When R = 𝕜 with is_R_or_C 𝕜 and X is compact Hausdorff, then this Galois connection can be improved to a true Galois correspondence (i.e., order isomorphism) between the type opens X and the subtype of closed ideals of C(X, 𝕜). Because we do not have a bundled type of closed ideals, we simply register this as a Galois insertion between ideal C(X, 𝕜) and opens X, which is continuous_map.ideal_opens_gi. Consequently, the maximal ideals of C(X, 𝕜) are precisely those ideals corresponding to (complements of) singletons in X.

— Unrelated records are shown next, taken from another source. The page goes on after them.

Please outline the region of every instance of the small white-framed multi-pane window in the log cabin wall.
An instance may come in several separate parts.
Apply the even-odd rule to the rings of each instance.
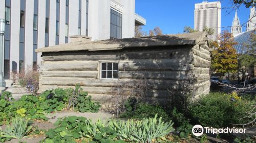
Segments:
[[[101,79],[118,79],[118,63],[102,62],[100,64]]]

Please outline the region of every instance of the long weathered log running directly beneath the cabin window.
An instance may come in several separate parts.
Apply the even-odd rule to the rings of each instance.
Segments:
[[[209,75],[201,75],[197,77],[197,80],[209,80]],[[39,82],[41,85],[50,85],[50,86],[73,86],[79,83],[82,86],[88,87],[134,87],[140,85],[147,86],[148,89],[168,89],[176,85],[182,85],[184,80],[153,80],[148,79],[142,81],[139,79],[121,79],[121,80],[96,80],[96,79],[87,79],[87,78],[74,78],[74,77],[40,77]]]

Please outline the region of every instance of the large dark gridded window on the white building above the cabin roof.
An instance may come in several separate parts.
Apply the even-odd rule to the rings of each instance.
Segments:
[[[122,14],[111,9],[110,12],[110,39],[122,38]]]

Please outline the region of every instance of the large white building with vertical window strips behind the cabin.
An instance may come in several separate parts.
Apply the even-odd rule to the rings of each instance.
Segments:
[[[72,36],[91,40],[134,37],[146,20],[135,13],[135,0],[0,0],[6,20],[4,77],[40,63],[34,52],[64,44]]]

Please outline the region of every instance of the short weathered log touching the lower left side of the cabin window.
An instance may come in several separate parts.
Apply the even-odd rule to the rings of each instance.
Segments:
[[[53,70],[42,71],[43,77],[81,77],[98,78],[99,71],[79,71],[79,70]]]

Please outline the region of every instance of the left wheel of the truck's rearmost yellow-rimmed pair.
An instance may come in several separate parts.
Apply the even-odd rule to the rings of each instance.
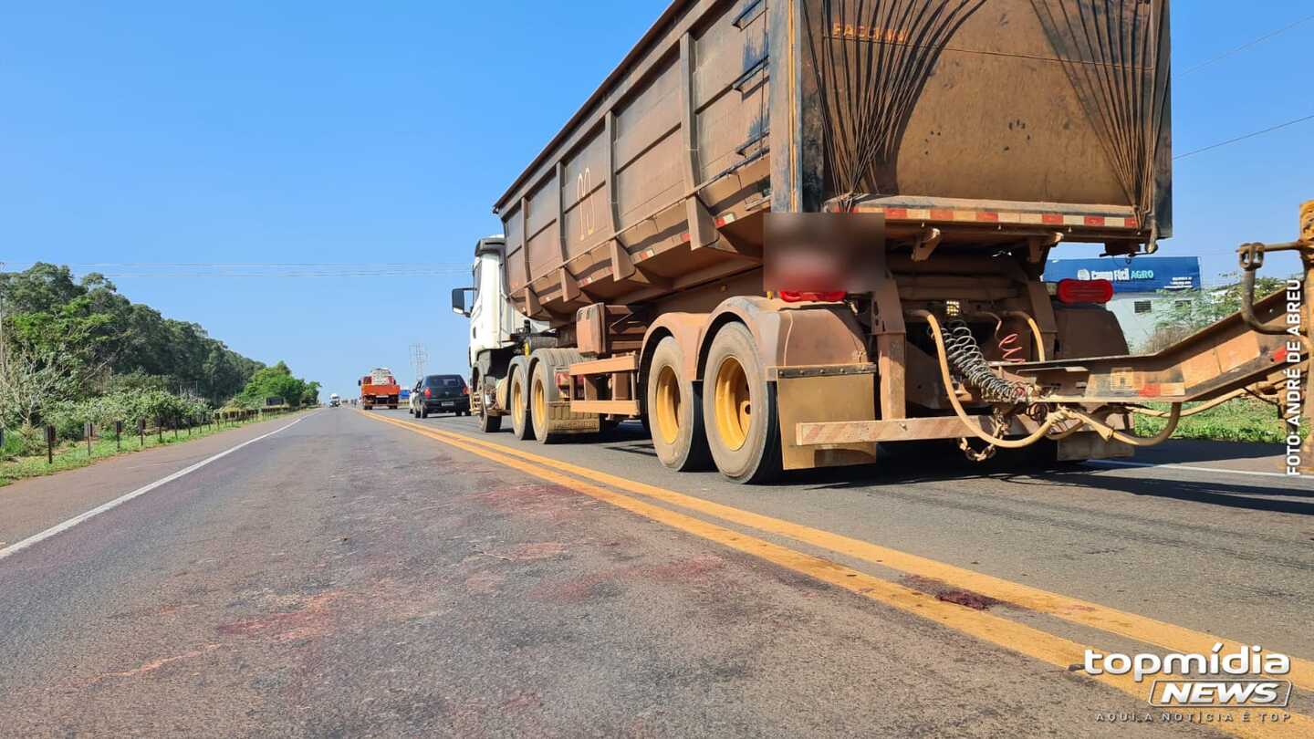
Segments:
[[[711,451],[703,429],[703,402],[685,370],[685,352],[675,337],[657,343],[648,370],[648,429],[657,459],[670,469],[707,469]]]

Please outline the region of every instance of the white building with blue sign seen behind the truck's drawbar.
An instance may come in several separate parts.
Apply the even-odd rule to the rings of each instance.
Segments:
[[[1198,256],[1100,256],[1095,259],[1051,259],[1045,266],[1045,281],[1109,280],[1113,300],[1109,310],[1118,317],[1131,351],[1154,334],[1163,314],[1172,306],[1175,292],[1201,288]],[[1169,295],[1166,295],[1169,293]]]

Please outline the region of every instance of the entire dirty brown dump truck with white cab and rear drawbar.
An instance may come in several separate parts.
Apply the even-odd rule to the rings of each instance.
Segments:
[[[640,418],[668,467],[763,481],[929,439],[1125,456],[1166,437],[1133,433],[1146,401],[1171,433],[1272,394],[1306,342],[1285,296],[1127,356],[1112,285],[1042,281],[1055,249],[1171,237],[1168,43],[1167,0],[677,0],[453,296],[522,321],[472,339],[485,430]]]

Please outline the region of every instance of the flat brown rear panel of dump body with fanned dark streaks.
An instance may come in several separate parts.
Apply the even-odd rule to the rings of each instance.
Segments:
[[[802,101],[825,199],[1155,210],[1164,0],[802,0]],[[850,159],[861,159],[851,162]]]

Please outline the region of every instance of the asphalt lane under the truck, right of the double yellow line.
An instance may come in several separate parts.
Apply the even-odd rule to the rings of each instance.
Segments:
[[[1277,458],[1256,459],[1263,447],[1173,442],[1134,460],[1208,468],[1198,472],[1089,464],[1037,473],[1003,455],[987,464],[953,451],[932,462],[891,455],[742,487],[662,468],[637,425],[602,443],[544,446],[481,434],[470,418],[419,423],[1314,656],[1314,481],[1267,475]]]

In addition, when X is locally compact and 𝕜 is a nontrivial topological integral domain, then there is a natural continuous map from X to character_space 𝕜 C(X, 𝕜) given by point evaluation, which is herein called weak_dual.character_space.continuous_map_eval. Again, when X is compact Hausdorff and is_R_or_C 𝕜, more can be obtained. In particular, in that context this map is bijective, and since the domain is compact and the codomain is Hausdorff, it is a homeomorphism, herein called weak_dual.character_space.homeo_eval.

Main definitions #

• continuous_map.ideal_of_set: ideal of functions which vanish on the complement of a set.
• continuous_map.set_of_ideal: complement of the set on which all functions in the ideal vanish.
• continuous_map.opens_of_ideal: continuous_map.set_of_ideal as a term of opens X.
• continuous_map.ideal_opens_gi: The Galois insertion continuous_map.opens_of_ideal and λ s, continuous_map.ideal_of_set ↑s.
• weak_dual.character_space.continuous_map_eval: the natural continuous map from a locally compact topological space X to the character_space 𝕜 C(X, 𝕜) which sends x : X to point evaluation at x, with modest hypothesis on 𝕜.
• weak_dual.character_space.homeo_eval: this is weak_dual.character_space.continuous_map_eval upgraded to a homeomorphism when X is compact Hausdorff and is_R_or_C 𝕜.

Main statements #

• continuous_map.ideal_of_set_of_ideal_eq_closure: when X is compact Hausdorff and is_R_or_C 𝕜, ideal_of_set 𝕜 (set_of_ideal I) = I.closure for any ideal I : ideal C(X, 𝕜).
• continuous_map.set_of_ideal_of_set_eq_interior: when X is compact Hausdorff and is_R_or_C 𝕜, set_of_ideal (ideal_of_set 𝕜 s) = interior s for any s : set X.
• continuous_map.ideal_is_maximal_iff: when X is compact Hausdorff and is_R_or_C 𝕜, a closed ideal of C(X, 𝕜) is maximal if and only if it is ideal_of_set 𝕜 {x}ᶜ for some x : X.

Implementation details #

Because there does not currently exist a bundled type of closed ideals, we don't provide the actual order isomorphism described above, and instead we only consider the Galois insertion continuous_map.ideal_opens_gi.

Tags #

ideal, continuous function, compact, Hausdorff